Kishore Gopalakrishna

Apache Helix internals

December 2, 2013 gkishore 1 comment

Follow @kishore_b_g
This is a follow up on the Cloudera blog post http://blog.cloudera.com/blog/2013/09/distributed-systems-get-simpler-with-apache-helix/ that covered the core concepts in Helix. I will get into some of the internals of Helix and how it responds to various cluster events.

Roles

Helix roles

Helix divides distributed system components into 3 logical roles as shown in the above figure. It’s important to note that these are just logical components and can be physically co-located within the same process. Each of these logical components have an embedded agent that interacts with other components via Zookeeper.

Controller: The controller is the core component in Helix and is the brain of the system. It hosts the state machine engine, runs the execution algorithm, and issues transitions against the distributed system.

Participant: Each node in the system that performs the core functionality is referred to as a Participant. The Participants run Helix library that invokes callbacks whenever the controller initiates a state transition on the participant. The distributed system is responsible for implementing those callbacks. In this way, Helix remains agnostic of the semantics of a state transition, or how to actually implement the transition. For example, in a LeaderStandby model, the Participant implements methods OnBecomeLeaderFromStandby and OnBecomeStandbyFromLeader. In the above figure p1, p2 represent the partitions of a Resource (Database, Index, Task). Different colors represent the state (e.g master/slave) of the partition.

Spectator: This component represents the external entities that need to observe the state of the system. A spectator is notified of the state changes in the system, so that they can interact with the appropriate participant. For example, a routing/proxy component (a Spectator) can be notified when the routing table has changed, such as when a cluster is expanded or a node fails.
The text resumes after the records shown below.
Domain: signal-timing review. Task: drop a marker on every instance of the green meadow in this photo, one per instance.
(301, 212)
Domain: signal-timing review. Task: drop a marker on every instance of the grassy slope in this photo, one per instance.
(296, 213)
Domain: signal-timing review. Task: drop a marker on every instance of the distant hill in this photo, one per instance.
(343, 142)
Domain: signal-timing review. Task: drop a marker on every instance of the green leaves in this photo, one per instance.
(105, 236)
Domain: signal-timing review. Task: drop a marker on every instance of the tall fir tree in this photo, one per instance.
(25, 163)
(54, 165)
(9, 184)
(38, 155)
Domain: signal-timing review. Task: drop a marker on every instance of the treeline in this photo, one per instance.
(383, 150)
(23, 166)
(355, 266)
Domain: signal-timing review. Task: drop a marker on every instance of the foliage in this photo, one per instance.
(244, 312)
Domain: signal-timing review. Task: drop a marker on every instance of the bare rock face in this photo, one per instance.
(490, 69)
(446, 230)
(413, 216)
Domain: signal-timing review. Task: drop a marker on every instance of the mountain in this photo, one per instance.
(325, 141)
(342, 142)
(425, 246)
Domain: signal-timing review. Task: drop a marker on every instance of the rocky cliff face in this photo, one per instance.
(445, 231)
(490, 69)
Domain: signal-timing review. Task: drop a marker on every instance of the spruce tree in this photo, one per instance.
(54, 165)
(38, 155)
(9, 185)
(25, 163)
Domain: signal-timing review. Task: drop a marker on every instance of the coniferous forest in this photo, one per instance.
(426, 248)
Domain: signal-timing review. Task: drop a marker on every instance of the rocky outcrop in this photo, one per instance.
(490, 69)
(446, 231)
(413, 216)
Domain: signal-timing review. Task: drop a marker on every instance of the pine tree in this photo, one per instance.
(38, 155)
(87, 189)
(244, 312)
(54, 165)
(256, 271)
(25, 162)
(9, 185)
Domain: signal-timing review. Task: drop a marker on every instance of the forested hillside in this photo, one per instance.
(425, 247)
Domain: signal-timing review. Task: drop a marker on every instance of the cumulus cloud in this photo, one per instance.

Interaction between components

What are the core requirements of a cluster management system?

Cluster state/metadata store: Need a durable/persistent and fault tolerant store
Notification when cluster state changes: the controller needs to detect when nodes start/fail and compute appropriate transitions required to bring the cluster to a healthy state.
Communication channel between the components: when the controller chooses state transitions to execute, it must reliably communicate these transitions to participants. Once complete, the participants must communicate their status back to the controller.

Helix relies on Zookeeper to meet all of these requirements. By storing all the metadata/cluster state in Zookeeper, the controller itself is stateless and easy to replace on failure. Zookeeper also provides the notification mechanism when nodes start/stop. We also leverage Zookeeper to construct a reliable communication channel between controller and participants. The channel is modeled as a queue in Zookeeper and the controller and participants act as producers and consumers on this queue.

Helix in Action

Thus far we have described how distributed system’s declare their behavior within Helix. Helix execution is a matter of continually monitoring Participant’s state and, as necessary, ordering transitions on the Participants. There are a variety of changes that can occur within a system, both planned and unplanned: starting/stopping of Participants, adding or losing nodes, adding or deleting resources, adding or deleting partitions, among others.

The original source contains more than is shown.